Content-Based Weak Supervision for Ad-Hoc Re-Ranking

机译：基于内容的Ad-hoc重新排名弱势监督

代理获取

本网站仅为用户提供外文OA文献查询和代理获取服务，本网站没有原文。下单后我们将采用程序或人工为您竭诚获取高质量的原文，但由于OA文献来源多样且变更频繁，仍可能出现获取不到、文献不完整或与标题不符等情况，如果获取不到我们将提供退款服务。请知悉。

页面导航

摘要
著录项
引文网络
相似文献
相关主题

摘要

Recent developments in neural information retrieval models have beenpromising, but a problem remains: human relevance judgments are expensive toproduce, while neural models require a considerable amount of training data.
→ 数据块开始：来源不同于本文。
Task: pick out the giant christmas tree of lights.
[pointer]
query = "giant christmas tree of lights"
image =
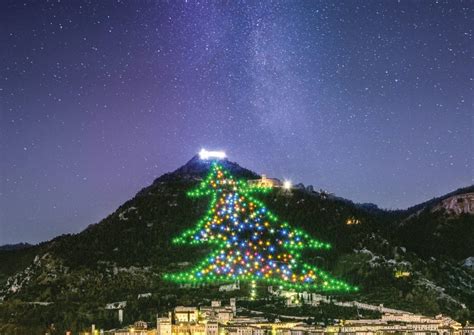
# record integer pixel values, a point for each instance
(249, 242)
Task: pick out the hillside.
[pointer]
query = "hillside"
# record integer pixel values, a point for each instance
(69, 280)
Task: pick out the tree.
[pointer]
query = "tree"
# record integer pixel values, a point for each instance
(249, 242)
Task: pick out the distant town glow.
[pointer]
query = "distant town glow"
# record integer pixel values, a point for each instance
(204, 154)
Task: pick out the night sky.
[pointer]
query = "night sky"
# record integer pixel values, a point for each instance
(370, 100)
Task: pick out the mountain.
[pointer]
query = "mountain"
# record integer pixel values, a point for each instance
(17, 246)
(413, 260)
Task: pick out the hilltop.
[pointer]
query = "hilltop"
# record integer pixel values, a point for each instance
(413, 260)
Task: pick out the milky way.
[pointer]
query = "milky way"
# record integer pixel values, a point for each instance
(369, 100)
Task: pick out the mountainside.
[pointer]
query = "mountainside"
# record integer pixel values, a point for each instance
(412, 260)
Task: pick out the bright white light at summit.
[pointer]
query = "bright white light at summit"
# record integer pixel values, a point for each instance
(204, 154)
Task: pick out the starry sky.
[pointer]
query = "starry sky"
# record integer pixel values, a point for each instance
(371, 100)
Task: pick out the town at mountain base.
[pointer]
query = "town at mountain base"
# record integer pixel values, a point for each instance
(414, 260)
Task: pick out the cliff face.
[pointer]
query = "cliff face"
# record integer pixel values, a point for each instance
(458, 204)
(124, 256)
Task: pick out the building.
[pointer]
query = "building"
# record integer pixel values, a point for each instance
(266, 182)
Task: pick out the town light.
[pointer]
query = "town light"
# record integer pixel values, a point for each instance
(204, 154)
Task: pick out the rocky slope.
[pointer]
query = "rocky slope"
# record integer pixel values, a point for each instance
(412, 260)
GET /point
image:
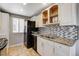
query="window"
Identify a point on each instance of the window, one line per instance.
(18, 25)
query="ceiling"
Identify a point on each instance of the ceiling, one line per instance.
(29, 9)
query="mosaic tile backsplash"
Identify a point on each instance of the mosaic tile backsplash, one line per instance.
(69, 32)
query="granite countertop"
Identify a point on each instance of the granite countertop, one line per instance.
(60, 40)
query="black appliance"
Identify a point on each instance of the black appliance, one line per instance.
(35, 43)
(28, 37)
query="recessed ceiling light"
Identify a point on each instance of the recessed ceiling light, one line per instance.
(24, 3)
(21, 10)
(44, 3)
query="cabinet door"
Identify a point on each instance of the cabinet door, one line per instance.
(40, 46)
(49, 48)
(66, 14)
(61, 50)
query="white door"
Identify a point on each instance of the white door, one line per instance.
(40, 46)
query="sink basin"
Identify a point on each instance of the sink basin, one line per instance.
(3, 43)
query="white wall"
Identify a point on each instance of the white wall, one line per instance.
(4, 30)
(15, 38)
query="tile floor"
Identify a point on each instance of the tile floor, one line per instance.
(21, 50)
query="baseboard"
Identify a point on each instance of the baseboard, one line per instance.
(16, 45)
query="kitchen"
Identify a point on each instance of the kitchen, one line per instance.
(50, 29)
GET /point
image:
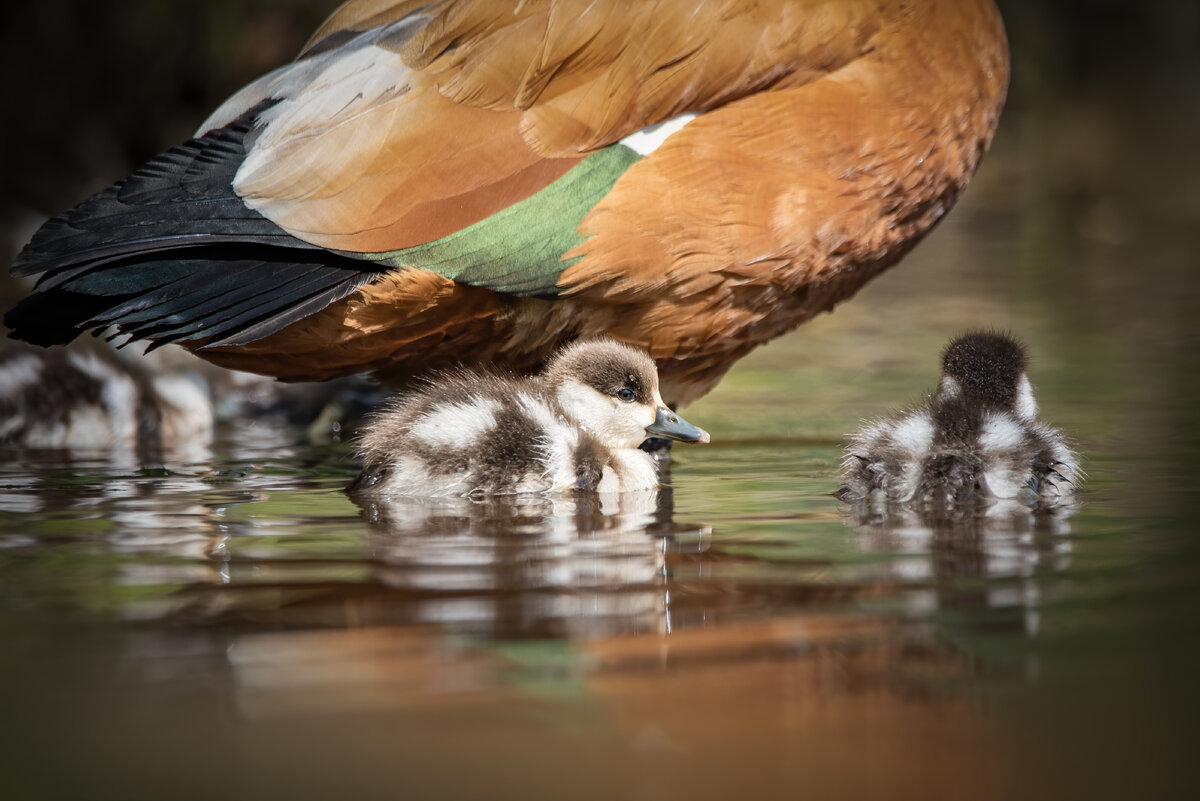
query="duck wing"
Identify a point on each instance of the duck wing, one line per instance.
(420, 154)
Inan attempt to fill this gap, we present an approach that---given a weaktraining set of pseudo-queries, documents, relevance information---filters thedata to produce effective positive and negative query-document pairs. Thisallows large corpora to be used as neural IR model training data, whileeliminating training examples that do not transfer well to relevance scoring.The filters include unsupervised ranking heuristics and a novel measure ofinteraction similarity. We evaluate our approach using a news corpus witharticle headlines acting as pseudo-queries and article content as documents,with implicit relevance between an article's headline and its content. By usingour approach to train state-of-the-art neural IR models and comparing toestablished baselines, we find that training data generated by our approach canlead to good results on a benchmark test collection.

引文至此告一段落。